Are you sending e-mail to addresses that don't exist? fish asks. "I don't think so," PD says. "Don't worry about it; let me double-check and make sure."
A week later, fish gets word that the PD has called the IT director: "Hey, I'm still getting these crazy e-mails. Your network administrator isn't doing anything. Let me forward one to you."
IT director forwards the sample to fish, who figures out it's undeliverable and an internal e-mail, but for some reason, it doesn't show the actual address.
Fish calls the PD. Could you be sending e-mail to someone who has resigned? "No, I use my own lists that I created."

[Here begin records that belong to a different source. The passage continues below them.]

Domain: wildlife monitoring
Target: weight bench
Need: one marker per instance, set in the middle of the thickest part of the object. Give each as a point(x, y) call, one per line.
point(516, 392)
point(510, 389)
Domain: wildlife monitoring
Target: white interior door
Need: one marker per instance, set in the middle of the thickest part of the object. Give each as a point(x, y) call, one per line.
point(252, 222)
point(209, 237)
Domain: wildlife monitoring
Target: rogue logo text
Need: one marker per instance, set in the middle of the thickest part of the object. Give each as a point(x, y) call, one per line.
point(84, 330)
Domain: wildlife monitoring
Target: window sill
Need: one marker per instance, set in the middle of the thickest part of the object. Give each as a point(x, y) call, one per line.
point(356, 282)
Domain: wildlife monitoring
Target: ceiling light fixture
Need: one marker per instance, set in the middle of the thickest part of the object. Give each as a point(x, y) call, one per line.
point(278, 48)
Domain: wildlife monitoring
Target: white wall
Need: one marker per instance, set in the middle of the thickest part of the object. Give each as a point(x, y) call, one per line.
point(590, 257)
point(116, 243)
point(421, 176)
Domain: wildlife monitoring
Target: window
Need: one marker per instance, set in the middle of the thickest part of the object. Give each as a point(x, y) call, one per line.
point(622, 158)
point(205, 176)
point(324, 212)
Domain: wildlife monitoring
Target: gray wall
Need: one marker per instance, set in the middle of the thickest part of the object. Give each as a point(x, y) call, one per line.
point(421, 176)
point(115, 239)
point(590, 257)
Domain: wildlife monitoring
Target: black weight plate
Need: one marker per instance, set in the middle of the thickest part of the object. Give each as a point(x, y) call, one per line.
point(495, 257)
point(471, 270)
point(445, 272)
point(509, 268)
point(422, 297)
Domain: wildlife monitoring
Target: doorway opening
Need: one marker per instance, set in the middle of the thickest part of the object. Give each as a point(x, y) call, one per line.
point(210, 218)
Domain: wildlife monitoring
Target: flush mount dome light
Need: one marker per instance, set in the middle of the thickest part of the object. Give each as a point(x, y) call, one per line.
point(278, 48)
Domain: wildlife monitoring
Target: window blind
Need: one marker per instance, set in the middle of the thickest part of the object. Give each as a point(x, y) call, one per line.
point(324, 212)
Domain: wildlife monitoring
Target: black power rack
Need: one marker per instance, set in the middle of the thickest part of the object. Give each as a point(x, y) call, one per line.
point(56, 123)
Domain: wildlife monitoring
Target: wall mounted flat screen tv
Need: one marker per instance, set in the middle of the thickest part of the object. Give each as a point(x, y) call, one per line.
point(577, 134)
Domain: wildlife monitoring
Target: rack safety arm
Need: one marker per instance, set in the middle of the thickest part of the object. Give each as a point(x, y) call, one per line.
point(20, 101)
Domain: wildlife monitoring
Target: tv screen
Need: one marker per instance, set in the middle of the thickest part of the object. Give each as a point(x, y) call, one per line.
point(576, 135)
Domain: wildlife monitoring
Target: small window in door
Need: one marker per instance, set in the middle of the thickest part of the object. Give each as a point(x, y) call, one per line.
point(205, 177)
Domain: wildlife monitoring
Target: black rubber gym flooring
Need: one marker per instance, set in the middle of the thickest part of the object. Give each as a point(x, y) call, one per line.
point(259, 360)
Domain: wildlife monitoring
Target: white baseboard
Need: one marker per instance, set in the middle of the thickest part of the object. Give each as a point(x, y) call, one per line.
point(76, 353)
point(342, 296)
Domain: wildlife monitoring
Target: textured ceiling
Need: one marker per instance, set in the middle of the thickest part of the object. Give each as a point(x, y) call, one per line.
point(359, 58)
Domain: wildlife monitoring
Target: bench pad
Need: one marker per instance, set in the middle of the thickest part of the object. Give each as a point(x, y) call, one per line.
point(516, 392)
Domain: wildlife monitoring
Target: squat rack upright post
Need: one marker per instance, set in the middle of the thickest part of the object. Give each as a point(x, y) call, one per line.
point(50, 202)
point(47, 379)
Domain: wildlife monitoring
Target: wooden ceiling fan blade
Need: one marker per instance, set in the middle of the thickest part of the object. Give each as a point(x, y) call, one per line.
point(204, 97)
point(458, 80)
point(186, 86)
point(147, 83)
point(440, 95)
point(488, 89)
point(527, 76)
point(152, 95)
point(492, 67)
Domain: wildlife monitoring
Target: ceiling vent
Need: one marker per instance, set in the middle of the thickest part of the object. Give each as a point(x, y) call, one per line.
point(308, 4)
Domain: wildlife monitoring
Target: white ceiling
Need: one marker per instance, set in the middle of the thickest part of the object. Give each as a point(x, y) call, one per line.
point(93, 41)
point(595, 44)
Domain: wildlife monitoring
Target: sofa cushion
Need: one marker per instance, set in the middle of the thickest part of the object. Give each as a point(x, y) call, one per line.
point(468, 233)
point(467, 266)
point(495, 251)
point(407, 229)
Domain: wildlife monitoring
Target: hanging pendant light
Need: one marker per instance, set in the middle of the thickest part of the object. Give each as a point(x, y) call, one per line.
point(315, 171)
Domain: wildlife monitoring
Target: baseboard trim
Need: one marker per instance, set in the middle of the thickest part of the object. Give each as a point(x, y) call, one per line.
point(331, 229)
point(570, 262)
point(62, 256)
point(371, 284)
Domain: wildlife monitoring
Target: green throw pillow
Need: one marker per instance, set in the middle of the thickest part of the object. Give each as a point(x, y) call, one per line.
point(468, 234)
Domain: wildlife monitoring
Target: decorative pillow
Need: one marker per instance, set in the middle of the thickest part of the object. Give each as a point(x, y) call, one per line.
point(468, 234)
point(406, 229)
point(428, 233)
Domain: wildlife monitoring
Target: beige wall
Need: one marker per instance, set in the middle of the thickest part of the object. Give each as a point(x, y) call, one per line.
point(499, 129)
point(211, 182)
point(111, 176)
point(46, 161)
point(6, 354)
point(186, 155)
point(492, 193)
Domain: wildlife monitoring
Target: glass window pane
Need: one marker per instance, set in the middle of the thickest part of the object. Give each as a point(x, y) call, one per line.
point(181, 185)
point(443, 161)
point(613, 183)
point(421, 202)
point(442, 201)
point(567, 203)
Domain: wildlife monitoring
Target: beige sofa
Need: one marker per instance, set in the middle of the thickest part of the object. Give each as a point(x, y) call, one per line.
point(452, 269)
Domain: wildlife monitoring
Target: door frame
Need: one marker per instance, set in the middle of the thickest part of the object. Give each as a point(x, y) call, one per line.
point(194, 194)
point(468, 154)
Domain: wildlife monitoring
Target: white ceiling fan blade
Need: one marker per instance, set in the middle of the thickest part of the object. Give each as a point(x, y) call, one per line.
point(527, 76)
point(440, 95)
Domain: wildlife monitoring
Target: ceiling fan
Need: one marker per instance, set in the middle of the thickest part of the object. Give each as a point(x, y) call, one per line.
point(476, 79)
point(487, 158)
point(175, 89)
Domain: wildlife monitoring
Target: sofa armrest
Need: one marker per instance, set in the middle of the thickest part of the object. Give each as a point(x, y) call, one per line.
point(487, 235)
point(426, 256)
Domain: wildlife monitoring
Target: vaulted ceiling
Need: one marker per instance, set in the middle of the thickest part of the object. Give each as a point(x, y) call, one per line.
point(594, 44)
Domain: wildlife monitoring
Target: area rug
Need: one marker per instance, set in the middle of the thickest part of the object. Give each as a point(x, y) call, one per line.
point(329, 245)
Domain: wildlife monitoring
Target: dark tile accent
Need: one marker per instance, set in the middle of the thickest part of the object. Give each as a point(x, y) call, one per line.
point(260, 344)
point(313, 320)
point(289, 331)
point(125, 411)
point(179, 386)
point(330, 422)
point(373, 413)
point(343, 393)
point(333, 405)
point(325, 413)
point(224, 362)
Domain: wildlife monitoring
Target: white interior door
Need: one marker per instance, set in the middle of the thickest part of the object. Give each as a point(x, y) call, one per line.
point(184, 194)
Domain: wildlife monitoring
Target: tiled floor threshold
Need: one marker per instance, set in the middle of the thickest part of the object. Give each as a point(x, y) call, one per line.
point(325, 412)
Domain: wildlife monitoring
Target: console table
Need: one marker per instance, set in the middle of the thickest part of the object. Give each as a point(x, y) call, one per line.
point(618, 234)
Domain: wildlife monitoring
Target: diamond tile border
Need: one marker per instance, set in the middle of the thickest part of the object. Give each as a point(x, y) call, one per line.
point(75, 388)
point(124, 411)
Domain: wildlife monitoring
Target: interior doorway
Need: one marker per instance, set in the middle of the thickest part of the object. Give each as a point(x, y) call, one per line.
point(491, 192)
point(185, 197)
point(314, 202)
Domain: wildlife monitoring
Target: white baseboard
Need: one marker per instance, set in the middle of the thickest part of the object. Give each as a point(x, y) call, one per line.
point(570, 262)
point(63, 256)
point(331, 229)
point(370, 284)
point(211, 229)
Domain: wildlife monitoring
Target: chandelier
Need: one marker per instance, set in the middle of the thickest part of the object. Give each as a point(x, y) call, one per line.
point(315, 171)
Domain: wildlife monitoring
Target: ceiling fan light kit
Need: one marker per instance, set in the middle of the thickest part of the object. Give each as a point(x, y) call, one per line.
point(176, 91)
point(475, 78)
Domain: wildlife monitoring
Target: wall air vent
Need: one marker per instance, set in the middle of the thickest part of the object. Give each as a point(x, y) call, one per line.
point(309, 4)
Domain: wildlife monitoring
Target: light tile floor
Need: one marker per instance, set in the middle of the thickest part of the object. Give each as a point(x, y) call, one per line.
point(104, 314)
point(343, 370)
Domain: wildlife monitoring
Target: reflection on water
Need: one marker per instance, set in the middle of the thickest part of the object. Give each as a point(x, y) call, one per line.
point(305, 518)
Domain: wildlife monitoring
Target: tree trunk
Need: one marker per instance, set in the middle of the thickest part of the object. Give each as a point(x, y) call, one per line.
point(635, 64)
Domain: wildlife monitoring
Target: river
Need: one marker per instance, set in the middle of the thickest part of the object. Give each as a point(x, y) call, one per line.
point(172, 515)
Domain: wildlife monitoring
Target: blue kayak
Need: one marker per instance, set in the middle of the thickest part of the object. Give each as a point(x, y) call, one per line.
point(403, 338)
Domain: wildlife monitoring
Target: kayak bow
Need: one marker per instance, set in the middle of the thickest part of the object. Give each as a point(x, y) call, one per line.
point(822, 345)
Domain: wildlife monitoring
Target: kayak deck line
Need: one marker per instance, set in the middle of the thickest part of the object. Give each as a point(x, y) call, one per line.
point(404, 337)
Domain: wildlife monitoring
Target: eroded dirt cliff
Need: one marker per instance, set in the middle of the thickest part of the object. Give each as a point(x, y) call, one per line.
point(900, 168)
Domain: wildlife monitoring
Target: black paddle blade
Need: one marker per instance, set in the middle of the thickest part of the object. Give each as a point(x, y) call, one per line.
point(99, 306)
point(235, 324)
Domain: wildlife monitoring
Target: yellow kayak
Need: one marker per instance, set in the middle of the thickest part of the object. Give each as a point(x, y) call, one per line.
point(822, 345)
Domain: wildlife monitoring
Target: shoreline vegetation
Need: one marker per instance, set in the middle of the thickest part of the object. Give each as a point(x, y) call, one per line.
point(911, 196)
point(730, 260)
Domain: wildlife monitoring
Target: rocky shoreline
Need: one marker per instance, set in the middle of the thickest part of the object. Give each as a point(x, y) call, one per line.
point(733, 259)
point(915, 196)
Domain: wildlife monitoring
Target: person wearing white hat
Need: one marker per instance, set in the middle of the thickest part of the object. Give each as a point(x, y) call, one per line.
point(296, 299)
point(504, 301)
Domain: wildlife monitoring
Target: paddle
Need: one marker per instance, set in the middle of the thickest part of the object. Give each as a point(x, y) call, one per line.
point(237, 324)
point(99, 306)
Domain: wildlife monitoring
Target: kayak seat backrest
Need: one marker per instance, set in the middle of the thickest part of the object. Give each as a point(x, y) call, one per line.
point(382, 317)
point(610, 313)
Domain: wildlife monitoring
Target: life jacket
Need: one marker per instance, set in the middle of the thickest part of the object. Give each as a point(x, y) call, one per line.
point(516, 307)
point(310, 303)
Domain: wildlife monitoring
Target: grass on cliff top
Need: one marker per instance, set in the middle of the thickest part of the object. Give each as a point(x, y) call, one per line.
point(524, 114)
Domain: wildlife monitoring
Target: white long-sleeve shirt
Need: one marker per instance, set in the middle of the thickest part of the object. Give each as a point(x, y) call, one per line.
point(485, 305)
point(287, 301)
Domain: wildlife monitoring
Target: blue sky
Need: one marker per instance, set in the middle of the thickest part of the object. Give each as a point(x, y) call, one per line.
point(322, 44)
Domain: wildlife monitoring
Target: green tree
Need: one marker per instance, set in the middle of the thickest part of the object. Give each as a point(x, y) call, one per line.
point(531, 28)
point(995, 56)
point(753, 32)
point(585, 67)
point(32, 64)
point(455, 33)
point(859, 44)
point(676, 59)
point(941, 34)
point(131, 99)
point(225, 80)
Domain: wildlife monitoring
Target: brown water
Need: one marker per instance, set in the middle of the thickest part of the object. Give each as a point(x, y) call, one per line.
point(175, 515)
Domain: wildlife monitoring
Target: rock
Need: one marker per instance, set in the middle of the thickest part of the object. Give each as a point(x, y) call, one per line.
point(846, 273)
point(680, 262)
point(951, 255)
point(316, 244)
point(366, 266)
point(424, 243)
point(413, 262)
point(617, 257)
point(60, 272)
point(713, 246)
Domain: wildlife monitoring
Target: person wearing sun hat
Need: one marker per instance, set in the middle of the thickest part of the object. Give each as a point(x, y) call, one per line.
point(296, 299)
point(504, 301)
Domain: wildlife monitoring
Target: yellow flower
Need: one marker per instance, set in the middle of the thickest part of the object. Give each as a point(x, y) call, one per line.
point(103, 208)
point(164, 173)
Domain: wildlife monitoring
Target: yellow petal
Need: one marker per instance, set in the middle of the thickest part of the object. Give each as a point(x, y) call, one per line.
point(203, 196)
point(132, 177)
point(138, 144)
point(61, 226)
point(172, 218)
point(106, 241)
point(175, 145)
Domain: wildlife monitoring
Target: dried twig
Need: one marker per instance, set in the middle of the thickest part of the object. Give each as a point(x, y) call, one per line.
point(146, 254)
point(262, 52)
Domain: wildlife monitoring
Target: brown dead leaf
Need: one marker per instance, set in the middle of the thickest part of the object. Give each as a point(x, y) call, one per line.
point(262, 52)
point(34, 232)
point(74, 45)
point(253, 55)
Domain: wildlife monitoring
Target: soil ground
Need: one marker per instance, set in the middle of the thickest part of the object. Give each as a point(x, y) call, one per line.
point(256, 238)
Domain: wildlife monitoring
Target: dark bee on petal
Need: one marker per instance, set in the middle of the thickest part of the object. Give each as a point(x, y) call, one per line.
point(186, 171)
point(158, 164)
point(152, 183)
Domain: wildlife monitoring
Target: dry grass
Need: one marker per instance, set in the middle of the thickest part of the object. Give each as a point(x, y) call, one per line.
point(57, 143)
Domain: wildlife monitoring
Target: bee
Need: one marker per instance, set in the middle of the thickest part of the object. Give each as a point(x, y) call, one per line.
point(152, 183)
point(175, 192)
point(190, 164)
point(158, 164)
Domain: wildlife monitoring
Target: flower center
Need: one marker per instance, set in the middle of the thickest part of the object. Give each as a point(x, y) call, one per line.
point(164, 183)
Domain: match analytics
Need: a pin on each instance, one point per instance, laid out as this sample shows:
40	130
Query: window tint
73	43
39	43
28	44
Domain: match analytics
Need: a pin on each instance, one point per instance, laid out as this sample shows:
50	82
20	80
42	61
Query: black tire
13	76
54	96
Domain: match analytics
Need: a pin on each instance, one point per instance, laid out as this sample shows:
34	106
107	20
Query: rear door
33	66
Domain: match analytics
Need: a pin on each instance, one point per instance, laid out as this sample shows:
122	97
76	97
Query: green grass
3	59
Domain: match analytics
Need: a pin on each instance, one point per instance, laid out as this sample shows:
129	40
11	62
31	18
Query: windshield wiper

So fish goes to the PD's desk to see the list -- 500 names of people in call centers up and down the coast. Fish points out that PD likely wouldn't be notified if any of them quit or resign. PD insists that fish call the supervisors to make sure the addresses are good.
It takes half a day, but fish tracks them down and confirms that the list contains only active employees.
"Program director calls the CIO to tell him I still haven't done anything, that I'm incompetent, and that our IT department is a useless cost center," says fish. "CIO calls me and asks for a status update. I answer that I'm still confirming the list for the program director."
Finally, PD calls to tell fish he's noticed something: He's getting the returned e-mails even when he doesn't send any out. Consistently, every hour. For the past four days.
Fish returns to PD's desk and looks at his in-box. Sure enough, the call center phone system is e-mailing him every hour with a summary. The "From" line changes with each message, because it encodes the date and time.
And when it hits the PD's mailbox, it triggers the PD's auto-reply vacation message.
"I turn off the program director's vacation message," fish says. "As I'm leaving, I e-mail the CIO from my BlackBerry that the problem was fixed.
"On my way out, the secretary who sits just outside his office stops me and asks me a quick question. Program director shuts his door and takes a call on speakerphone from the CIO. I couldn't make out the words, but I could hear the tone -- the CIO was furious.
"I haven't gotten any requests for assistance from the program director since."